Jeff Rose answers Does the existence of shared human values imply alignment is “easy”?

Jeff Rose 26 Sep 2022 19:07 UTC
2 points
0
Humans obtain value from other humans and depend on them for their existence. It is hypothesized that AGIs will not depend on humans for their existence. Thus, humans who would not push the button to kill all other humans may choose not to do so for reasons of utility that don’t apply to AGI. Your hypothetical assumes this difference away, but our observations of humans don’t.
As you not, human morality and values were shaped by evolutionary and cultural pressure in favor of cooperation with other humans. The way this presumably worked is that humans who were less able or willing to cooperate tended to die more frequently. And cultures that were less able or willing to do so were conquered and destroyed. It is unclear how we would be able to replicate this or how well it translates.
It is unclear how many humans would actually choose to press this button. Your guess is that between 5% and 50% of humans would choose to do so.
That doesn’t suggest humans are very aligned; rather the opposite. It means that if we have between 2 and 20 AGIs (and those numbers don’t seem unreasonable) between 1 and 10 would choose to destroy humanity. Of course, extinction is the extreme version; having an AGI could also result in other negative consequences.
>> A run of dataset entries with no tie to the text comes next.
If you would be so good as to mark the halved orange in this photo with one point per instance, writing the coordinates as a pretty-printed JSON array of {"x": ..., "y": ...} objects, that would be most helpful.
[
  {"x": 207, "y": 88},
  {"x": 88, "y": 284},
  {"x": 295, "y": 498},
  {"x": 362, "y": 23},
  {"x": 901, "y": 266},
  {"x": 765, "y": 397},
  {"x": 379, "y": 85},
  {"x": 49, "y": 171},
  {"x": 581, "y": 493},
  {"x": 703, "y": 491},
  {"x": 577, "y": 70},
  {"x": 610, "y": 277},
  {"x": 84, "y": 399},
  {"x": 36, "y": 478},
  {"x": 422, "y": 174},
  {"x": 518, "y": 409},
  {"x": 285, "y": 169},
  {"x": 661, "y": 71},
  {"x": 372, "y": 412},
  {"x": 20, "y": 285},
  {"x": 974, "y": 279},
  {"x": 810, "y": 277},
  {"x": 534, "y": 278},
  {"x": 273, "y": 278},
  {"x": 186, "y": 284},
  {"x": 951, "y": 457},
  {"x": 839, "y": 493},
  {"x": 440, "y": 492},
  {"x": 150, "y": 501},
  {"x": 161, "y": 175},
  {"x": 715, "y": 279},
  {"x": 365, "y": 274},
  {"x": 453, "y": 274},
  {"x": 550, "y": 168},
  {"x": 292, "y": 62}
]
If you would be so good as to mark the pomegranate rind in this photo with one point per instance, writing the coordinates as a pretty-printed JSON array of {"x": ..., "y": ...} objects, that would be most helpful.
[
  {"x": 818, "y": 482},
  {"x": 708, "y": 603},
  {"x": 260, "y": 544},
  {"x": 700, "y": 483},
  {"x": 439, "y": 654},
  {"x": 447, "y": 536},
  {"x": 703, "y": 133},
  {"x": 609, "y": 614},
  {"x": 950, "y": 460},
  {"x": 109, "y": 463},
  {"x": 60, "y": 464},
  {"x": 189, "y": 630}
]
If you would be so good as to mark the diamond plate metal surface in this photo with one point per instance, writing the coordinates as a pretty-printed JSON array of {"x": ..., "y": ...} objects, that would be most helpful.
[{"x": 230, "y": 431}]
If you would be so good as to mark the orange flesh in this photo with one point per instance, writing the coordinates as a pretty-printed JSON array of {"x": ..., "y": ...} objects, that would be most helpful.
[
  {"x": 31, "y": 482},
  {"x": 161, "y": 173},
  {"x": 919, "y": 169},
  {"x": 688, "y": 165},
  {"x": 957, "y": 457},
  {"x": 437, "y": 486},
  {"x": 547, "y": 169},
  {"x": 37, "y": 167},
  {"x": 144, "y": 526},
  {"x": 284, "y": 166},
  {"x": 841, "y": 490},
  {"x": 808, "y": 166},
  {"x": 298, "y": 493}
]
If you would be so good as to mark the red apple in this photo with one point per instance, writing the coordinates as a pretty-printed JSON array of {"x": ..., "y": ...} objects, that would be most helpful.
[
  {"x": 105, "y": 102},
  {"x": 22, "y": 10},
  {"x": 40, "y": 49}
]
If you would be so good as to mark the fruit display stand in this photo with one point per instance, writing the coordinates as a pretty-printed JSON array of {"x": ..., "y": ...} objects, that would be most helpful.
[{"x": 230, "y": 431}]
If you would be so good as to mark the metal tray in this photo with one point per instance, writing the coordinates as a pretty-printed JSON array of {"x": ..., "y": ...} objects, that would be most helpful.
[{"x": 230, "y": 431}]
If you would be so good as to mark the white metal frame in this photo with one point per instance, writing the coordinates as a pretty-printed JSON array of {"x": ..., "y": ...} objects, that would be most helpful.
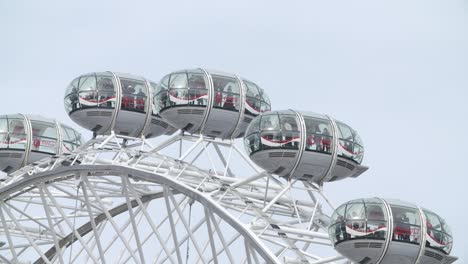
[{"x": 117, "y": 195}]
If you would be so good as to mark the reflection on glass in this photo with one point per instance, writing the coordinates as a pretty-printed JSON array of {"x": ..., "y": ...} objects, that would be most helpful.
[
  {"x": 17, "y": 134},
  {"x": 357, "y": 220},
  {"x": 270, "y": 122},
  {"x": 406, "y": 224},
  {"x": 227, "y": 92},
  {"x": 350, "y": 144},
  {"x": 44, "y": 137},
  {"x": 133, "y": 95},
  {"x": 71, "y": 139},
  {"x": 438, "y": 235},
  {"x": 318, "y": 134},
  {"x": 253, "y": 100}
]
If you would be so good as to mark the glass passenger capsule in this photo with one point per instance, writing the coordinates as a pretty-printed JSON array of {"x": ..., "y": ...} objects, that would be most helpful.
[
  {"x": 210, "y": 103},
  {"x": 106, "y": 101},
  {"x": 390, "y": 231},
  {"x": 26, "y": 138},
  {"x": 305, "y": 146}
]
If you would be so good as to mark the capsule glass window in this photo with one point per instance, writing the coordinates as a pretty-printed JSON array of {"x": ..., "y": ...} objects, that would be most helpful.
[
  {"x": 266, "y": 104},
  {"x": 44, "y": 136},
  {"x": 71, "y": 96},
  {"x": 161, "y": 98},
  {"x": 155, "y": 90},
  {"x": 3, "y": 133},
  {"x": 406, "y": 224},
  {"x": 227, "y": 93},
  {"x": 178, "y": 89},
  {"x": 198, "y": 92},
  {"x": 106, "y": 90},
  {"x": 71, "y": 139},
  {"x": 134, "y": 95},
  {"x": 318, "y": 135},
  {"x": 253, "y": 99},
  {"x": 17, "y": 133},
  {"x": 270, "y": 122}
]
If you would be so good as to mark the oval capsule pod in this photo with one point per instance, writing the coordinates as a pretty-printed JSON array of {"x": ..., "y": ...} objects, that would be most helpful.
[
  {"x": 27, "y": 138},
  {"x": 210, "y": 103},
  {"x": 305, "y": 146},
  {"x": 390, "y": 231},
  {"x": 106, "y": 101}
]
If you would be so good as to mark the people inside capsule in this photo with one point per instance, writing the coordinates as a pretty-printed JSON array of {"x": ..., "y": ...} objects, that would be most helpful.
[
  {"x": 22, "y": 144},
  {"x": 275, "y": 141},
  {"x": 105, "y": 101},
  {"x": 209, "y": 102},
  {"x": 367, "y": 220}
]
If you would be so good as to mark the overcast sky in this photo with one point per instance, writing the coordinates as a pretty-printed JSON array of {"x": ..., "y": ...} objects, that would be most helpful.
[{"x": 396, "y": 71}]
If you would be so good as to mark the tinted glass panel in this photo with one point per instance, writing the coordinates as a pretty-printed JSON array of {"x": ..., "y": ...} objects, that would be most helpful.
[
  {"x": 254, "y": 126},
  {"x": 3, "y": 125},
  {"x": 253, "y": 100},
  {"x": 355, "y": 211},
  {"x": 44, "y": 137},
  {"x": 134, "y": 95},
  {"x": 289, "y": 123},
  {"x": 197, "y": 93},
  {"x": 375, "y": 212},
  {"x": 345, "y": 132},
  {"x": 87, "y": 83},
  {"x": 318, "y": 134},
  {"x": 226, "y": 92},
  {"x": 406, "y": 224},
  {"x": 270, "y": 122},
  {"x": 72, "y": 87}
]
- Morpheus 26 Sep 2022 19:21 UTC
  1 point
  0
  Parent
  
  That doesn’t suggest humans are very aligned; rather the opposite. It means that if we have between 2 and 20 AGIs (and those numbers don’t seem unreasonable) between 1 and 10 would choose to destroy humanity.
  
  I think I might have started from a more pessimistic standpoint? It’s more like, I could also imagine living in a world where humans cooperate, but not because they actually care about each other, but would just pretend to do so? Introspection tells me that does not apply to myself, though maybe I evolved to not be conscious of my own selfishness? I am even less sure how altruistic other people are, because I did not ask lots of people: “Would you press a button that annihilates everyone after your death, if in return you get an awesome life?”. On the other hand, cooperation would probably be hard for us in such a world, so this is not as surprising?